Over recent years, the highest month-end PE ratio reached by global equities has been around 16 to 16.5, or around 6% above current levels.

After solid gains from early 2016 to late 2018, global forward earnings peaked in November last year and declined by 4% by end-March 2019, reflecting sharp declines for earnings expectations in 2019 and 2020. That said, there are tentative signs that the downgrades to global earnings expectations for 2020 and 2021 are flattening out, which has so far resulted in a modest lift in forward earnings by around 2% since end-March. If current earnings expectations hold, forward earnings would rise by 9.6% over the coming 12 months.

Global Equities Trends

Across BetaShares currency-hedged global equity sector/thematic funds, stronger gold prices saw global gold miners rebound (MNRS), and this remains the strongest relative performing exposure. In second place remains European equities (HEUR), supported by recent weakness in the Euro versus the $US.

Across unhedged global equity sector/thematic funds, India (IIND) continued to perform well, thanks to Government fiscal stimulus via tax cuts – and this remains the strongest relative unhedged performer. Global quality (QLTY) and US technology (NDQ) are the next strongest relative performers.

Australian Equity Trends

Weakness among large-cap banks and resource stocks last month saw the S&P/ASX 200 under-perform global markets. This in turn reflects weakness in iron-ore prices and concerns about bank profit margins as the RBA continues to cut official interest rates.

Among BetaShares Australia equity ETP themes, the Ex20 ETF performed the best, while the RINC real assets fund exposure continued to hold steady. These two exposures, along with the equity income fund EINC, are the top three relative performers. Overall, this reflects potential emerging trouble among Australia’s large-cap financial and resource stocks, along with a search for defensive yield elsewhere in the market.

Cash, Bond and Hybrid Trends

Across BetaShares Australian cash, fixed-income and hybrid funds, a further rebound in local bond yields produced another month of negative returns for our long duration Australian government (AGVT) and corporate bond (CRED) ETFs.
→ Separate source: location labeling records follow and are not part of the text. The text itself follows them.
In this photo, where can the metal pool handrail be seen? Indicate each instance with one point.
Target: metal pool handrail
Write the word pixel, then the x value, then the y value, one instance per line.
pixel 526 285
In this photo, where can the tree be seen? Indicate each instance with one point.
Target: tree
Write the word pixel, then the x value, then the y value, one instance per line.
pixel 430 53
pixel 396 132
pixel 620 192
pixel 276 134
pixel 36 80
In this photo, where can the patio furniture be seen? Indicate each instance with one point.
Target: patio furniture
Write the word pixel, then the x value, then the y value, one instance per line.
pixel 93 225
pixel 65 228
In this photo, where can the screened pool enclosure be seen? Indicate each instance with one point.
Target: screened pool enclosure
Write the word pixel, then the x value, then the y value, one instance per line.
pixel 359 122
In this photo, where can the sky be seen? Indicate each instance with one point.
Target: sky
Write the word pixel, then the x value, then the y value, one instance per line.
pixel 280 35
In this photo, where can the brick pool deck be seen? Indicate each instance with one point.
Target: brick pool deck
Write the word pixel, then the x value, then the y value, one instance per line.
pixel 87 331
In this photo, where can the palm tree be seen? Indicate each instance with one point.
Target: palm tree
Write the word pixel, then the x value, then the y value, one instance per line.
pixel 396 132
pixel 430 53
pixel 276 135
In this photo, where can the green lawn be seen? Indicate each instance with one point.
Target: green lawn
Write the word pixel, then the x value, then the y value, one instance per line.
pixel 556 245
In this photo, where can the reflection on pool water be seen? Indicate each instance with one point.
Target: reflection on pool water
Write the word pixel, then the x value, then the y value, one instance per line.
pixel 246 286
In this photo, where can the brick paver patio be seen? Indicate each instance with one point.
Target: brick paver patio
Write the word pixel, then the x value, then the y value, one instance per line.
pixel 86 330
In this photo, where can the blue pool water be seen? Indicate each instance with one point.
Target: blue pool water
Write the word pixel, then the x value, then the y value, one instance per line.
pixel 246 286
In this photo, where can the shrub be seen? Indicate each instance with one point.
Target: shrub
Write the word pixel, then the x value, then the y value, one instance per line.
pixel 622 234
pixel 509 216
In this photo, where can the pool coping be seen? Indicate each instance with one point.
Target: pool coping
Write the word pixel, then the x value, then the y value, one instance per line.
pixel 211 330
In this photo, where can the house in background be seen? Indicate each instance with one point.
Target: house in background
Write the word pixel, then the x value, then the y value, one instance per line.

That said, the downtrend in bond yields in recent months has meant these funds still produced strong returns over the past year.

Among floating rate exposures, the active hybrids fund (HBRD) produced a small decline, reflecting a small widening in credit spreads.

*Trend: Outright trend is up if the relevant NAV return index is above its 12-month moving average and the slope of the moving average is positive, and down if the index is below this moving average and the slope of the moving average is negative.  No trend is displayed in all other cases. Relative trend is based on the ratio of the relevant return index to its broader Australian or global benchmark index.

**The ranking of performance is based on an equally-weighted average of 6 & 12 month return performance.


‘Australian ETP Themes’ Chart – Source: Bloomberg. As RINC and EINC commenced trading in February 2018, for illustration purposes the performance information for the period prior to the inception date for those funds is based on the unlisted Legg Mason Martin Currie Real Income Fund (for RINC) and the unlisted Legg Mason Martin Currie Equity Income Fund (for EINC), being comparable funds managed by Martin Currie Australia using the same strategy as each fund.  Performance is shown net of management fees. These strategies are not constrained by a benchmark and are shown against the S&P/ASX 200 Accumulation Index purely for comparison purposes. Historic performance of the unlisted funds, or RINC or EINC, is not a reliable indicator of future performance.